O “METEORITO” QUE FAZ REGRESSAR LUTERO

Ao escutar o Relatório sobre os abusos sexuais cometidos no âmbito das atividades da Igreja Católica (IC), sobretudo por membros do clero, com incidência sobre menores que, tal como os seus pais, deles esperariam educação e proteção, em vez de uma criminosa predação, não me foi possível evitar o aflorar à memória das declarações de Manuel Linda, em abril de 2019. Nessa altura, o ainda bispo do Porto, comparava os abusos cometidos na sua diocese à colisão de um meteorito, não necessitando, pela sua manifesta irrelevância, de qualquer investigação organizada. Afinal, Portugal não goza de qualquer estatuto excecional. Os infernos ocultos de desordem sexual contra crianças não são diferentes daqueles que foram revelados pelos Boston Globe, em 2002, na diocese de Boston. Nem diversos dos sinistros labirintos de perversidade dos relatórios de 2009 (Irlanda) e 2011 (Holanda) que manifestaram o padrão “endémico” dos abusos na IC. Um relatório semelhante, na Austrália, chegava ao ponto de quantificar em 7% o número de sacerdotes da IC que entre 1950 e 2017 tinham cometido crimes de abuso (recomendo aos leitores a consulta dos numerosos artigos que Fernanda Câncio tem dedicado ao assunto nas páginas do DN). No nosso caso, os autores do Relatório estimam numa centena o número de sacerdotes abusadores ainda no ativo. Na verdade, o meteorito da metáfora do bispo do Porto revelou-se como um poderoso asteroide com efeitos demolidores ainda longe de poderem ser avaliados.

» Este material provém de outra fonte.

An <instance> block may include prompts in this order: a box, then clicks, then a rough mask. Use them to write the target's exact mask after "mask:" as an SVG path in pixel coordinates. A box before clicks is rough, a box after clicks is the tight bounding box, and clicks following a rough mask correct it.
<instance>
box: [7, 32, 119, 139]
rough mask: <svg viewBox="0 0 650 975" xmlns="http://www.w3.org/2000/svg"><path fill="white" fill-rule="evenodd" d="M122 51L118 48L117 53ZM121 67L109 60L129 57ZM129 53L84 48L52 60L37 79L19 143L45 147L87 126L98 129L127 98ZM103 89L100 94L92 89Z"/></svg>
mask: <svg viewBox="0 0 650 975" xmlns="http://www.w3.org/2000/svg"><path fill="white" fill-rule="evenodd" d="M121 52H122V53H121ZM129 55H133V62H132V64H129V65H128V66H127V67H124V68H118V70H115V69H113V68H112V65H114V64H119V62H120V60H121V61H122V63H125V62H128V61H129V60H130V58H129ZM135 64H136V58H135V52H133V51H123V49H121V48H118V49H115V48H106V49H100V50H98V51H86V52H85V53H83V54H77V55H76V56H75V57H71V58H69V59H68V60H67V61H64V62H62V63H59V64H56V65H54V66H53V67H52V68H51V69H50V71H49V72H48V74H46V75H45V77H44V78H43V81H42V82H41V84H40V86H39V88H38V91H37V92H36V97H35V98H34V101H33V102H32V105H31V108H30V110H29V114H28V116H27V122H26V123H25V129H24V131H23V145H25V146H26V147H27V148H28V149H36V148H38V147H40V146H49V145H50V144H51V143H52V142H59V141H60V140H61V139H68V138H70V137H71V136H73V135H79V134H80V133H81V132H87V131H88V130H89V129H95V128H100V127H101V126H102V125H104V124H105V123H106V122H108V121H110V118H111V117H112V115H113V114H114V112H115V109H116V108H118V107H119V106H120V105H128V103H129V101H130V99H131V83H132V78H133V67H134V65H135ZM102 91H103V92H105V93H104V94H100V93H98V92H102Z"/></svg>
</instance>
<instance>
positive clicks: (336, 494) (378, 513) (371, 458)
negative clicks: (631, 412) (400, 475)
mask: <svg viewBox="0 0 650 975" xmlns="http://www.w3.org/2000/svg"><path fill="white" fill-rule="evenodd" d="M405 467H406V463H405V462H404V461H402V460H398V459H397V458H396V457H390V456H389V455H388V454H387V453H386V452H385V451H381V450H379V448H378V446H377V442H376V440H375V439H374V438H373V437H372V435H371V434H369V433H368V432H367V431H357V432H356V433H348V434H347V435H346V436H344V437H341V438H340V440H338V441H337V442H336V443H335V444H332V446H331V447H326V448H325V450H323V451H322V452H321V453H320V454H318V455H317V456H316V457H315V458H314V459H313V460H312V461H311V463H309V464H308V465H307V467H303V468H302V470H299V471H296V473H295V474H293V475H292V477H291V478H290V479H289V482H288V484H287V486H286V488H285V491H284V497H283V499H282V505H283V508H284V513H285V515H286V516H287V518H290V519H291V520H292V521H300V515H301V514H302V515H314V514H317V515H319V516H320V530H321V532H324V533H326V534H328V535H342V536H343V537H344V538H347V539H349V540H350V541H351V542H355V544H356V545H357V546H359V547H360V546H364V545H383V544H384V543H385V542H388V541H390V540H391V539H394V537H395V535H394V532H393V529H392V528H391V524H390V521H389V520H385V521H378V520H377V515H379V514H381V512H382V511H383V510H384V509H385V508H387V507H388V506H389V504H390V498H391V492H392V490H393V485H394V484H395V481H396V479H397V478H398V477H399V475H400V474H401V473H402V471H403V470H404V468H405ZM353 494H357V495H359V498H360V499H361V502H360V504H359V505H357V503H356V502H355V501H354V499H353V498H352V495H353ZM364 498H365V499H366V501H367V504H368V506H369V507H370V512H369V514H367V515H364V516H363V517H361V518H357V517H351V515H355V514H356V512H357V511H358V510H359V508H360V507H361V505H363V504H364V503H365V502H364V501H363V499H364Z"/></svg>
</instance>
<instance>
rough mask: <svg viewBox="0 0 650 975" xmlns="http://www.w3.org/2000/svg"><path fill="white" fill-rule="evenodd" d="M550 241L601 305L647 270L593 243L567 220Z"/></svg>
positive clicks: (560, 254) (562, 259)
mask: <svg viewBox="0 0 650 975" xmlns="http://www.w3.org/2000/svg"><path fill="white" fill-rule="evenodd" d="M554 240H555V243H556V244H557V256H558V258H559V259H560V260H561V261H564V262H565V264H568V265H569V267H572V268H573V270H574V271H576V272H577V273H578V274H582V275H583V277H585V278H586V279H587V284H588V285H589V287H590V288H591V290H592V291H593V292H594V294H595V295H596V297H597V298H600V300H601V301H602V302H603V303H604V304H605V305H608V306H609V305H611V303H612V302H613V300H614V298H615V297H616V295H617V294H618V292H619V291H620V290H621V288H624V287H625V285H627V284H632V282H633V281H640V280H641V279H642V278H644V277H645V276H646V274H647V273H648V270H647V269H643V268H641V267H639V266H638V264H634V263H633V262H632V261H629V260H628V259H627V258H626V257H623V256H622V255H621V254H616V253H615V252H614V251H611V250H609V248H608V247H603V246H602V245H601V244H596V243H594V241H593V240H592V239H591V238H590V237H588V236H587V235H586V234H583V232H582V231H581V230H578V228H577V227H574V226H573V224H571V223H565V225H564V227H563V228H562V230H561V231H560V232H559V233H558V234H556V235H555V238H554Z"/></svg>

Esta Comissão foi nomeada pela IC, mas seria um erro pensar que a responsabilidade pelos passos a seguir à divulgação deste Relatório cabe exclusivamente à IC. Inclino-me para crer que o essencial pertencerá aos três poderes do Estado. É verdade que a IC é autónoma e muito mais antiga que o Estado português, e que este muito lhe deve – contrariamente à “lenda negra” eivada de um certo jacobinismo de que tudo foi mau – desde a fundação do Reino de Portugal. Todavia, o que este Relatório coloca como desafio é a clarificação de zonas cinzentas subsistentes na relação entre o Estado e a Igreja Católica. O que está em causa é impedir a omissão do Estado quando urge uma intervenção mais musculada na defesa de direitos humanos fundamentais de menores e jovens, no quadro das instituições tuteladas pela IC. No fundo, este Relatório desperta a polémica da tese, suscitada por Lutero em 1520, na alvorada da Reforma protestante. Num texto dirigido à nobreza alemã, Lutero criticava os “três muros do papismo”, sendo o primeiro o da superioridade do poder do clero sobre “o poder temporal”. Muito embora a nossa Constituição reconheça a separação entre o Estado e as igrejas (artigo 41.º da CRP), e a IC já não goze do estatuto de “Religião da Nação Portuguesa” que lhe outorgou o artigo 25.º da nossa primeira Constituição, quase liberal, de 1822, a verdade é que sobrevive ainda uma residual condição de privilégio que separa os sacerdotes do cidadão comum na relação com a Justiça. Como diria Lutero, o clero católico goza de um estatuto de “estado ou ordem” (Stand), protegendo a sua “função ou cargo” (Amt) numa espécie de santuário que dificulta a ação da Justiça. Para cumprir o desígnio da plena universalidade da lei, acabando com os resíduos medievais de legislações paralelas, que se reveja o Código Penal e a própria Concordata, se considerado necessário. Depois do Relatório, não dar este passo, seria uma cumplicidade ativa do Estado com a perpetuação de crimes hediondos.

Viriato Soromenho-Marques

Publicado no Diário de Notícias, edição de 18 de fevereiro 2023, p. 9.